Vagabonding over, now what?

I know I’ve been dwelling on my transition phase for the last few or more posts. But it’s only really been over a month; yes, I’m allowing myself full grievance time. I’m still questioning my move back to Dubai, still wondering whether my career is as important as I thought it was.

I was speaking to an aunt the other day, and she said to me: “A career isn’t as important as being self-sufficient.” But I was self-sufficient living in Madrid and vagabonding around Europe. I didn’t worry about recession, redundancy, or need for security. So was teaching English in Madrid as bad as sitting at a desk all day coming up with marketing strategy?

I guess I’m having a bad day. I enjoy my new job, but wish I had the liberty of not staying at my desk all day; as long as the work gets done, does it matter? Maybe then I can work from Thailand? Ok, I’m pushing it.

I’m also thinking about my life goals for this year. When I was on the road, I was on such a high that I felt no need to have specific goals. This year, I want to visit a new country, learn Arabic, and move out of my parents house. I think I need such goals to keep my life interesting.

I truly hope this is not the end of vagabonding in my life. I’ve left it all once, I can do it again. However, I do know that I need to give my “corporate” life a chance before I make any other decisions.

On that note, I’m still reading post-vagabonding stuff. Although the author of this piece is not done with his travels, it’s a good read at AlmostFearless. Happy Tuesday.

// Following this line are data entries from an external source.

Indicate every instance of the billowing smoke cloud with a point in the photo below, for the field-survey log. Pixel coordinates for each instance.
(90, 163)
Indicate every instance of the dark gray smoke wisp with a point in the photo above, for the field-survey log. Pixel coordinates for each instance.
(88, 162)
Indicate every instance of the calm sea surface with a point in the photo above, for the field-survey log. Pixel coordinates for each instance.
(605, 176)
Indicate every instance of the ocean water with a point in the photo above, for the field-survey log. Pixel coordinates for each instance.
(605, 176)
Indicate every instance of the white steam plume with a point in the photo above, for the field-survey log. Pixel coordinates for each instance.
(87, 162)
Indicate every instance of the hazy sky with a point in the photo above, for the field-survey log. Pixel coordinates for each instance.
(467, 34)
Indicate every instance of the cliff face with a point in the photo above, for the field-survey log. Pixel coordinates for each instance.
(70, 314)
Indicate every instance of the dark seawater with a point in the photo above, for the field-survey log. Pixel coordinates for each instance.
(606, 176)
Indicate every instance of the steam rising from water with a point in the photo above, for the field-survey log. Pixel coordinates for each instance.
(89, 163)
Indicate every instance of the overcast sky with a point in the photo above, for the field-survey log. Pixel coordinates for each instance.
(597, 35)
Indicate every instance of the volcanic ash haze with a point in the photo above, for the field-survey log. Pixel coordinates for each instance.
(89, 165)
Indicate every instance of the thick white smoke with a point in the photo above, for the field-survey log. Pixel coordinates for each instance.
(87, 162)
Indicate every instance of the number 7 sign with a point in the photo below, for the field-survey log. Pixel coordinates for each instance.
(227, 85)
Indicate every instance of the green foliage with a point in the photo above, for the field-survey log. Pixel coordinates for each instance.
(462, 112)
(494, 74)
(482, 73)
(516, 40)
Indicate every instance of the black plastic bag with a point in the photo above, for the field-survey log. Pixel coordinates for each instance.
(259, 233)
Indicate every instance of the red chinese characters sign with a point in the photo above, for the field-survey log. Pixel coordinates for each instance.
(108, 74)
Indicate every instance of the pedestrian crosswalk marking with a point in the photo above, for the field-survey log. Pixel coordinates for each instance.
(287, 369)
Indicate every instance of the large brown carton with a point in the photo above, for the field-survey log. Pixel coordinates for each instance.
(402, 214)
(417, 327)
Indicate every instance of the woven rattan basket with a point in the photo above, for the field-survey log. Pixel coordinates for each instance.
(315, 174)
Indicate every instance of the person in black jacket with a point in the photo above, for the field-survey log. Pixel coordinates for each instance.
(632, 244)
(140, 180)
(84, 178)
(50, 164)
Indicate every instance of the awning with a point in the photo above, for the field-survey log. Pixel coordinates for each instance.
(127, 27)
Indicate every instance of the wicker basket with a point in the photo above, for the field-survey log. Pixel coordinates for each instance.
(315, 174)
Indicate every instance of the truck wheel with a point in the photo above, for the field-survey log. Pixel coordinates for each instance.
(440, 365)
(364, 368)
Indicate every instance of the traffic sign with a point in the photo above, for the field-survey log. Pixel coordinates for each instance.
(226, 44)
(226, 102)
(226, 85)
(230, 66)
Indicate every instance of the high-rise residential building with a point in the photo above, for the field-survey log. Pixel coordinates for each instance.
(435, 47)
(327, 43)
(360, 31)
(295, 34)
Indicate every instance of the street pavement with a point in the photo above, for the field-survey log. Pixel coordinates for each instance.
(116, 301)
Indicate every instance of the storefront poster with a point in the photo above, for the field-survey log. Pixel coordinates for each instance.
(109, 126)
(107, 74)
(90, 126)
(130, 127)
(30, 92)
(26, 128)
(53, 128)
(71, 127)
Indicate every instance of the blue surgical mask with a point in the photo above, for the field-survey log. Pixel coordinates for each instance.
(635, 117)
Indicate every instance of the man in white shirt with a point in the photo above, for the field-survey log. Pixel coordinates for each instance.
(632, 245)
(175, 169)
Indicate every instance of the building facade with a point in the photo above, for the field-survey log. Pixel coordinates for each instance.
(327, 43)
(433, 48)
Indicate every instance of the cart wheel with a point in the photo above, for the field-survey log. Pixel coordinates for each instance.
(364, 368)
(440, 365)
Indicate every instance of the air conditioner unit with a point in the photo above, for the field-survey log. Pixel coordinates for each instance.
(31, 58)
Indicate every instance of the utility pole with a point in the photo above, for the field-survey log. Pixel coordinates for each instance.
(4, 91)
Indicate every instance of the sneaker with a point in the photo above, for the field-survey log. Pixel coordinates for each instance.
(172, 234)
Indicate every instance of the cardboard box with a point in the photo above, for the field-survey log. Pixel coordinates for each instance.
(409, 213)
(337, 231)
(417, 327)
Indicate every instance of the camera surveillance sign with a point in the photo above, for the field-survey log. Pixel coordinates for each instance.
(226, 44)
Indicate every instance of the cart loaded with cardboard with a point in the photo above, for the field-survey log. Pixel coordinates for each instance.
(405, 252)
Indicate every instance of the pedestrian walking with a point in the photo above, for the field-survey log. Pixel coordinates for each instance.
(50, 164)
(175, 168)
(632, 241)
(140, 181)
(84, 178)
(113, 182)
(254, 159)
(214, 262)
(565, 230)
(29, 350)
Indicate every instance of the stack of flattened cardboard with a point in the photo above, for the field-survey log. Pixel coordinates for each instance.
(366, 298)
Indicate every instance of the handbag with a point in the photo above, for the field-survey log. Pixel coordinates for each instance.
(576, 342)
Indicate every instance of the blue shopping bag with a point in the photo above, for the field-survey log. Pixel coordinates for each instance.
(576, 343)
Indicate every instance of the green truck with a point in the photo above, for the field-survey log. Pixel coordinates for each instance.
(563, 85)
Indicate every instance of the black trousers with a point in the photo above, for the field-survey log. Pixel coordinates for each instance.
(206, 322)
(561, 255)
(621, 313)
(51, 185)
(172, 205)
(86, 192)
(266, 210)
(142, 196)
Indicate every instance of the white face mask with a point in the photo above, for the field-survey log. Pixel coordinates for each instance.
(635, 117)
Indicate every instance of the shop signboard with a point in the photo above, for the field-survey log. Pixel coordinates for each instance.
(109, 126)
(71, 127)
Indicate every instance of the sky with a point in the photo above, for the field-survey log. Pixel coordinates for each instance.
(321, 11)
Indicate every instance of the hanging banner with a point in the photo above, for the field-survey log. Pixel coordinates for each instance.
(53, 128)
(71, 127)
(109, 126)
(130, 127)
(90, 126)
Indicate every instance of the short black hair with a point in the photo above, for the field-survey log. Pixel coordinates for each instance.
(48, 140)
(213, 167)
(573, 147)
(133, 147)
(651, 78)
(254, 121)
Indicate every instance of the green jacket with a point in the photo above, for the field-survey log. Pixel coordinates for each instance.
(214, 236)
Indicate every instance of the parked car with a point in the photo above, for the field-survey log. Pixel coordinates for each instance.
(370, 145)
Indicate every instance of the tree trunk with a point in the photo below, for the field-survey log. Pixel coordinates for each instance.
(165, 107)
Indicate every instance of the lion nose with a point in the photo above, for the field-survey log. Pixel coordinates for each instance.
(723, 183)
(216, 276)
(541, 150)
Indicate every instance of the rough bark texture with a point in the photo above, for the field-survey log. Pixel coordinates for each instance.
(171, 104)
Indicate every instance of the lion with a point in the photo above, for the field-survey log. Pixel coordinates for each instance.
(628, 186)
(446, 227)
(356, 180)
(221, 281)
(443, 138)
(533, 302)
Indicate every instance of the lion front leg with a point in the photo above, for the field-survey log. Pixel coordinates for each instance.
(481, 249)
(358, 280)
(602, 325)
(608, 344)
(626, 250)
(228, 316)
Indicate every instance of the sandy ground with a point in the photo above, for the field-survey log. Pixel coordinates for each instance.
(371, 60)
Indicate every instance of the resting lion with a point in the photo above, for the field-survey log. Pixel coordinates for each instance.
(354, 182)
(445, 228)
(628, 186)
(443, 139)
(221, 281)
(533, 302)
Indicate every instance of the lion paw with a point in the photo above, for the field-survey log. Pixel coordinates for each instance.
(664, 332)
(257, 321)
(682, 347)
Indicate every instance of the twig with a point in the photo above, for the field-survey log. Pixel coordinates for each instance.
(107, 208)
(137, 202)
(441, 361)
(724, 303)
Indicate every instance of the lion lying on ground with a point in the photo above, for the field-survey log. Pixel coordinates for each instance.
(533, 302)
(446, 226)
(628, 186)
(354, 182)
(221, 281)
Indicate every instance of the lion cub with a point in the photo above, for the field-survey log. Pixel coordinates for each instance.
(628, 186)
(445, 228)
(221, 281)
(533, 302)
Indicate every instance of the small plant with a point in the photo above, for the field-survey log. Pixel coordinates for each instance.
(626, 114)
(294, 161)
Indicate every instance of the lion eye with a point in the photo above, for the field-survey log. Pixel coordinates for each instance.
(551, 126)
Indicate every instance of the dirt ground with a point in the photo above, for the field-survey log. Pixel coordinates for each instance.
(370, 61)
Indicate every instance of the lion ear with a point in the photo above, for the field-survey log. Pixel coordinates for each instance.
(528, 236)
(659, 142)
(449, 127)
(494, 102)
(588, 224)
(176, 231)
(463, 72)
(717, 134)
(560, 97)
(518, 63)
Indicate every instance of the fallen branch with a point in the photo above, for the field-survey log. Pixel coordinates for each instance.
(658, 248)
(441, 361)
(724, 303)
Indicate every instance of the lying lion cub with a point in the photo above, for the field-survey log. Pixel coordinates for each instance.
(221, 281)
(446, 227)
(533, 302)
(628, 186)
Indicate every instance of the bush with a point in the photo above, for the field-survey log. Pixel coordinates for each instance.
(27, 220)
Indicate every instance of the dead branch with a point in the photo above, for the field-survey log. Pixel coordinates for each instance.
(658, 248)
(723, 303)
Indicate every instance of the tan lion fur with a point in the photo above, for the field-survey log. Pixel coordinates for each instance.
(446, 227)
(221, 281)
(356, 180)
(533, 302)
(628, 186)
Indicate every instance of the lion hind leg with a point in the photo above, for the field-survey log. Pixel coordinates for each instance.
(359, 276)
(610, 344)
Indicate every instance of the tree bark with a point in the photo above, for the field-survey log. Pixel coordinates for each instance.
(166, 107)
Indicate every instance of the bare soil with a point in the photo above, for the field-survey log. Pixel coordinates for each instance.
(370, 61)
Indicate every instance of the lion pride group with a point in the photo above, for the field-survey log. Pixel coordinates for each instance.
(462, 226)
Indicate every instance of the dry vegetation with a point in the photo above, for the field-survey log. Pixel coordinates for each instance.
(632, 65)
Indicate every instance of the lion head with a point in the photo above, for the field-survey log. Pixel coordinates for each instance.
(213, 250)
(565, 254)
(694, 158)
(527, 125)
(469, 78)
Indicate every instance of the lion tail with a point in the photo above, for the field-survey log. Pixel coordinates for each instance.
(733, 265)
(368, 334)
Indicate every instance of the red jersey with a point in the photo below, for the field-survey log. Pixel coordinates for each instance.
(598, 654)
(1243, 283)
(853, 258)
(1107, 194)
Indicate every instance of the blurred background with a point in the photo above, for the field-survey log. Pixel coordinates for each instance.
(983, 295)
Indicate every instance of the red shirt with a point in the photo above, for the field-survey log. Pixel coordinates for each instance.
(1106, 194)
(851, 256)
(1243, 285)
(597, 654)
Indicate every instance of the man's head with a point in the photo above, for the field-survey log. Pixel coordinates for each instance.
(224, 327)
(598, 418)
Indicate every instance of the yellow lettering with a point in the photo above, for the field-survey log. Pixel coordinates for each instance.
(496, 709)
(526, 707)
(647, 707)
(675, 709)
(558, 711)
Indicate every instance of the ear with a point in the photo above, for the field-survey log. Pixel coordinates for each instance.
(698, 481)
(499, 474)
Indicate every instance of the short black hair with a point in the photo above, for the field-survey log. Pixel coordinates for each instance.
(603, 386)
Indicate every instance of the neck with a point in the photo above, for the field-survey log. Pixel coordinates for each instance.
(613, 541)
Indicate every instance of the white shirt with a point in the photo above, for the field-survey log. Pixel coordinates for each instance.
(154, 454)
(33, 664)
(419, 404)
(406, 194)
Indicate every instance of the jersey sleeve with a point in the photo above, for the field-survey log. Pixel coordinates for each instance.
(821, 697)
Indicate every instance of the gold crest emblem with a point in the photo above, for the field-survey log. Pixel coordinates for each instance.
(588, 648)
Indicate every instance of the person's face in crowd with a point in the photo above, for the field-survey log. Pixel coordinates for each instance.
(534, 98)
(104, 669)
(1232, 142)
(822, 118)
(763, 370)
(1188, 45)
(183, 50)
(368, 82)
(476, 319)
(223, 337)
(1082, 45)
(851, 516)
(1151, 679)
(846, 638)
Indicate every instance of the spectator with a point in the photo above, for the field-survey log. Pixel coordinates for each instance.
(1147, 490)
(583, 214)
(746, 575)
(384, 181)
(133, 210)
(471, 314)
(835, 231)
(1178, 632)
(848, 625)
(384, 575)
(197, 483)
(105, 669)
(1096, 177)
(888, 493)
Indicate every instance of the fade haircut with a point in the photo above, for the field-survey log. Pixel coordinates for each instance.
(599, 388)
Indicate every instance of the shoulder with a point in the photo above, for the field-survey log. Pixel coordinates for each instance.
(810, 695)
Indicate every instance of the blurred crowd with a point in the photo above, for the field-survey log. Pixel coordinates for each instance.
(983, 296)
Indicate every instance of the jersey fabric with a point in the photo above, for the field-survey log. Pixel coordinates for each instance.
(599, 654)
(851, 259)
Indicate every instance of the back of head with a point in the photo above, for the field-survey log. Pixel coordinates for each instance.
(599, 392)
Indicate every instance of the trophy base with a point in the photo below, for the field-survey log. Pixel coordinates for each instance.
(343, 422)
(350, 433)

Posted by | Comments (4)  | January 20, 2009
Category: General


4 Responses to “Vagabonding over, now what?”

  1. Liv Says:

    Abha, I’m sorry to hear that readjusting is a little strange right now. Career is important, though – and from your earlier posts, it sounded as though teaching English wasn’t fulfilling you. Wouldn’t it be great to have it all … career and vagabonding? Some people seem to have done it, so it’s apparently possible but I guess there has to be some “off” time or some “preparation” time.

    It can’t be the end of the vagabonding. As you said, you’ve done it once and you’ll do it again. But just take it easy for a while – that’s okay, too. At least I hope ….

  2. Christine Gilbert Says:

    Hi Abha,

    Thanks for the shout out! I’m a “she” though 🙂

  3. jquaglia Says:

    Abha, I always enjoy your perspective, because I feel I can relate. The difference is one thing: you have gone vagabonding.

    While I must admit that I am quite passionate about the subject, I have yet to make it happen for myself. I think I will get there someday–maybe not to the extent of some of the accomplished travelers on this site–but vagabonding to some extent. I would like to find a way to make it part of my career and life as I move forward (don’t we all).

    Anyways, what I mean to say is that I think of vagabonding kind of like a great relationship ending and the old saying “I’d rather have loved and lost than never to have loved at all.” While cliche maybe, it’s a lot like vagabonding. You can always work up the energy and prioritize your life to go vagabonding again, but it will be different. Those experiences you had are now gone but with you in memory forever, like a great relationship now gone.

    Don’t mean to discourage you from pursuing it further, but also don’t forget to appreciate the time and experiences you had on the road. Having done it is a huge accomplishment many people dream about but not many achieve.

  4. Abha Says:

    Liv and jquaglia: Thank you for your comments, I’m sorry it’s taken me a while to post back on here. I’m doing much better, thanks. As you said, Liv, it would be great to have it all, till then you can always go vagabonding again.

    Jquaglia: What are you waiting for! JUST DO IT. I promise you, you will not regret a second.